Intel – It’s About Getting The Right Kind Of Fast At The Edge

Disclaimer: I recently attended Storage Field Day 22.  Some expenses were paid for by Tech Field Day. There is no requirement for me to blog about any of the content presented and I am not compensated in any way for my time at the event.  Some materials presented were discussed under NDA and don’t form part of my blog posts, but could influence future discussions.

Intel recently presented at Storage Field Day 22. You can see videos of the presentation here, and download my rough notes from here.

 

The Problem

A lot of countries have used lockdowns as a way to combat the community transmission of COVID-19. Apparently, this has led to an uptick in the consumption of streaming media services. If you’re somewhat familiar with streaming media services, you’ll understand that your favourite episode of Hogan’s Heroes isn’t being delivered from a giant storage device sitting in the bowels of your streaming media provider’s data centre. Instead, it’s invariably being delivered to your device from a content delivery network (CDN) device.

 

Content Delivery What?

CDNs are not a new concept. The idea is that you have a bunch of web servers geographically distributed delivering content to users who are also geographically distributed. Think of it as a way to cache things closer to your end users. There are many reasons why this can be a good idea. Your content will load faster for users if it resides on servers in roughly the same area as them. Your bandwidth costs are generally a bit cheaper, as you’re not transmitting as much data from your core all the way out to the end user. Instead, those end users are getting the content from something close to them. You can potentially also deliver more versions of content (in terms of resolution) easily. It can also be beneficial in terms of resiliency and availability – an outage on one part of your network, say in Palo Alto, doesn’t need to necessarily impact end users living in Sydney. Cloudflare does a fair bit with CDNs, and there’s a great overview of the technology here.

 

Isn’t All Content Delivery The Same?

Not really. As Intel covered in its Storage Field Day presentation, there are some differences with the performance requirements of video on demand and live-linear streaming CDN solutions.

Live-Linear Edge Cache

Live-linear video streaming is similar to the broadcast model used in television. It’s basically programming content streamed 24/7, rather than stuff that the user has to search for. Several minutes of content are typically cached to accommodate out-of-sync users and pause / rewind activities. You can read a good explanation of live-linear streaming here.

[image courtesy of Intel]

In the example above, Intel Optane PMem was used to address the needs of live-linear streaming.

  • Live-linear workloads consume a lot of memory capacity to maintain a short-lived video buffer.
  • Intel Optane PMem is less expensive than DRAM.
  • Intel Optane PMem has extremely high endurance, to handle frequent overwrite.
  • Flexible deployment options – Memory Mode or App-Direct, consuming zero drive slots.

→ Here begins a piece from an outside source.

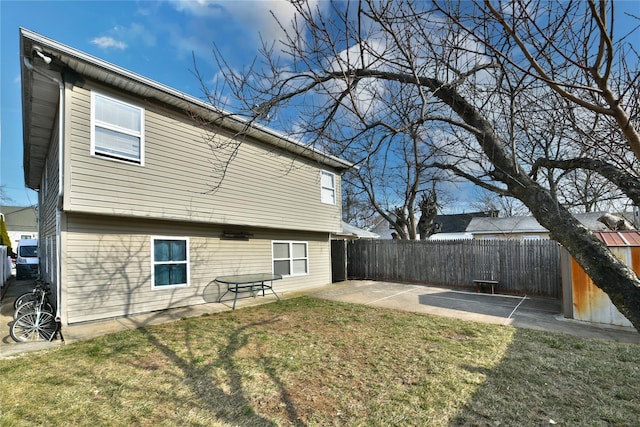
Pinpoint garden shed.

With this solution they were able to achieve better channel and stream density per server than with DRAM-based solutions.

Video on Demand (VoD)

VoD providers typically offer a large library of content allowing users to view it at any time (e.g. Netflix and Disney+). VoD servers are a little different to live-linear streaming CDNs. They:

  • Typically require large capacity and drive fanout for performance / failure domains; and
  • Have a read-intensive workload, with typically large IOs.

[image courtesy of Intel]

 

Thoughts and Further Reading

I first encountered the magic of CDNs years ago when working in a data centre that hosted some Akamai infrastructure. Windows Server updates were super zippy, and it actually saved me from having to spend a lot of time standing in the cold aisle. Fast forward about 15 years, and CDNs are being used for all kinds of content delivery on the web. With whatever the heck this is is in terms of the new normal, folks are putting more and more strain on those CDNs by streaming high-quality, high-bandwidth TV and movie titles into their homes (except in backwards places like Australia). As a result, content providers are constantly searching for ways to tweak the throughput of these CDNs to serve more and more customers, and deliver more bandwidth to those users.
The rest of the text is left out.